In 1877, a year after Custer’s death, the Nez Perce were ordered onto a reservation. Chief Joseph’s band, among others, resisted forced repatriation. They reluctantly agreed, but in the days immediately before their surrender, a party of young warriors murdered a number of settlers. Government forces were directed to restore peace. Joseph knew that the mood of his people favored war and hesitantly surrendered to their will. While he knew that they could not win against the Army, he thought perhaps they could escape. The Indians thus began their epic trek, outmaneuvering and outfighting a large contingent of the U.S. Army for months.
The Army was in close, sustained pursuit, under the command of General Oliver O. Howard. With troops assigned as they could be found throughout the Western regions and from as far away as Georgia, Howard doggedly followed a day or two behind the Indians for more than 1,800 miles.

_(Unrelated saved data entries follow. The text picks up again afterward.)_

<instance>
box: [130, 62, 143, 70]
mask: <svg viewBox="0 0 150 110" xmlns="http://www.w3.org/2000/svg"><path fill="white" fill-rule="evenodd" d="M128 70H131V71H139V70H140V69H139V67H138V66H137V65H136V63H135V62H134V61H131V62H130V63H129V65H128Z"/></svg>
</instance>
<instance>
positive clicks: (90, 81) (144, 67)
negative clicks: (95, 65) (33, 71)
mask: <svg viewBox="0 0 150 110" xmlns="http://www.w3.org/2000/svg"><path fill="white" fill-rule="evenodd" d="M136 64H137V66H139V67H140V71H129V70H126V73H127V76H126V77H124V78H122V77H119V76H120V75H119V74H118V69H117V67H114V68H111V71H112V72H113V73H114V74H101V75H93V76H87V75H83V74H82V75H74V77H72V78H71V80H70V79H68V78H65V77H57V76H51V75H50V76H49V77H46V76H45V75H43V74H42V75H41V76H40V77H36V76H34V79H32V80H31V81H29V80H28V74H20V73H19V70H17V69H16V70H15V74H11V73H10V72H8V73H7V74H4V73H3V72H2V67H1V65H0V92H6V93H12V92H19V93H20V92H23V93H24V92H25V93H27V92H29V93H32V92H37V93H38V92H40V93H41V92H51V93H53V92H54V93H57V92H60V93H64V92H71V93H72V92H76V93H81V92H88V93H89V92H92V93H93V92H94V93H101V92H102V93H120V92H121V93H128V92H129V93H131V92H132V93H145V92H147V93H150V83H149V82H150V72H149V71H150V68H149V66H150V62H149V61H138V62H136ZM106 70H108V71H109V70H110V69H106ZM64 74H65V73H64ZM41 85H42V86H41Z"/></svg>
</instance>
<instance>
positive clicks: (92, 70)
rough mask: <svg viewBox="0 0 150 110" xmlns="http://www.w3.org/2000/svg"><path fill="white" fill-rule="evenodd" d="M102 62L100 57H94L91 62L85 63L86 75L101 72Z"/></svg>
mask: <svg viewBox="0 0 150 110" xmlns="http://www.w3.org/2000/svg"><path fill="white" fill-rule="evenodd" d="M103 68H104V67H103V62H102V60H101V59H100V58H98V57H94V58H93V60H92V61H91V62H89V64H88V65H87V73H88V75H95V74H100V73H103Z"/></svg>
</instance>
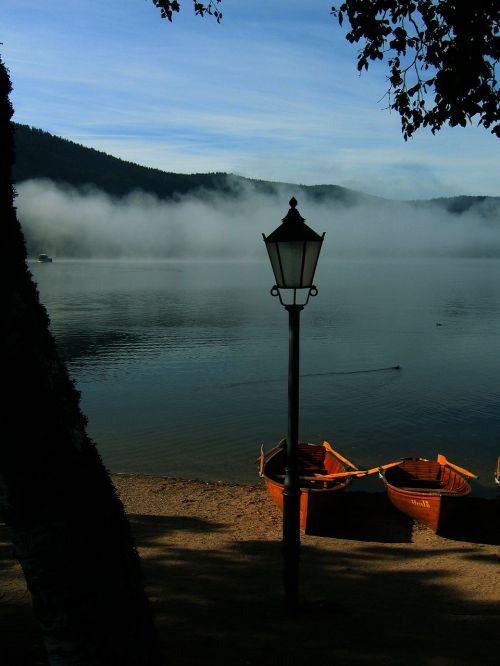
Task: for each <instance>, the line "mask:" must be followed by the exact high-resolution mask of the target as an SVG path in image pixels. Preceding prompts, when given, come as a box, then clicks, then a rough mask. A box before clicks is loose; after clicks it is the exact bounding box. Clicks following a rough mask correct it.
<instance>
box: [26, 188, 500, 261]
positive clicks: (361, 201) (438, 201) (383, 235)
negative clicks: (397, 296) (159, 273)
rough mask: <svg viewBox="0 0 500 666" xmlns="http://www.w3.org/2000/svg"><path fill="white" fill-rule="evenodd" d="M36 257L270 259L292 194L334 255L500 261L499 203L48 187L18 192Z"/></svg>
mask: <svg viewBox="0 0 500 666" xmlns="http://www.w3.org/2000/svg"><path fill="white" fill-rule="evenodd" d="M17 191H18V198H17V208H18V215H19V219H20V221H21V224H22V227H23V231H24V234H25V237H26V242H27V249H28V254H29V256H36V255H38V254H39V253H41V252H46V253H48V254H50V255H51V256H53V257H54V258H58V257H59V258H63V257H65V258H130V259H132V258H138V259H139V258H156V259H157V258H218V257H220V258H240V257H241V258H253V257H256V258H257V257H260V258H262V256H263V253H264V252H265V250H264V247H263V243H262V235H261V234H262V232H264V233H266V234H268V233H270V232H271V231H272V230H273V229H274V228H275V227H277V226H278V224H279V223H280V221H281V219H282V218H283V217H284V216H285V214H286V213H287V211H288V201H289V199H290V197H291V196H292V195H295V196H296V197H297V199H298V202H299V203H298V209H299V210H300V212H301V214H302V216H303V217H305V218H306V221H307V223H308V224H309V225H310V226H312V227H313V228H314V229H315V230H316V231H318V232H323V231H325V232H326V240H325V245H324V250H323V252H324V254H328V255H331V256H352V257H362V256H387V257H393V256H394V257H395V256H454V257H500V199H492V198H484V199H483V198H478V199H477V200H474V201H470V200H468V201H467V202H465V203H466V205H463V206H461V207H460V209H459V210H454V209H453V208H451V209H450V207H449V206H448V207H447V205H446V200H436V201H427V202H395V201H387V200H383V199H376V198H369V197H366V196H363V195H360V196H359V197H356V196H355V195H354V194H352V196H350V197H349V199H348V200H346V199H336V198H330V197H324V198H318V197H317V195H312V194H311V195H308V194H307V192H304V191H303V190H300V191H299V188H294V187H293V186H288V185H279V184H278V185H275V186H274V188H273V191H269V192H266V191H263V190H262V188H261V187H259V186H258V185H256V184H254V183H253V182H252V181H248V182H247V183H245V184H242V182H241V180H239V181H238V187H237V194H235V192H234V191H233V192H231V194H228V193H227V192H225V193H224V192H223V193H221V192H217V191H204V190H198V191H196V192H194V193H187V194H185V195H180V196H178V197H176V199H175V200H164V199H160V198H159V197H158V196H157V195H155V194H151V193H147V192H144V191H134V192H131V193H128V194H126V195H125V196H121V197H117V196H112V195H109V194H107V193H106V192H103V191H101V190H99V189H97V188H95V187H92V186H85V187H80V188H76V187H72V186H70V185H66V184H62V183H55V182H53V181H51V180H47V179H36V180H28V181H24V182H21V183H19V184H18V185H17Z"/></svg>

However, it was Colonel Nelson Miles, who later joined The Army and Navy Club, who finally captured desperate remnants of the Nez Perce tribe within a day’s march of the Canadian border. They had hoped to seek shelter with Sitting Bull, the victor of the Battle at Little Big Horn. As it happened, half of the captives eluded their military guards and escaped across the border shortly following the formal surrender. Chief Joseph honorably chose to stay with his tribe and to share their fate in captivity.
Transported into the malaria-infested swamps around Leavenworth, Kansas—far from their native land in present-day Oregon—the Nez Perce became ill and many died. In these deplorable circumstances, Joseph’s verisimilitude and righteous anger focused national attention on Congressional ineptitude and the Bureau of Indian Affairs. As a spokesman for his tribe, Joseph was without equal. He was brought to Washington, DC on multiple occasions to speak on their behalf. Eventually, the national government restored the Nez Perce to the Northwest, on land set aside in Colville, Washington and Lapwai, Idaho.
This portrait of Chief Joseph, by Pacific Northwest artist Beth Brainard, captures the heroic essence of this venerable American leader. His likeness now rightfully rests among other portraits of great national, military, and political commanders. It was commissioned and presented to The Army and Navy Club by the American Institute for Western Studies.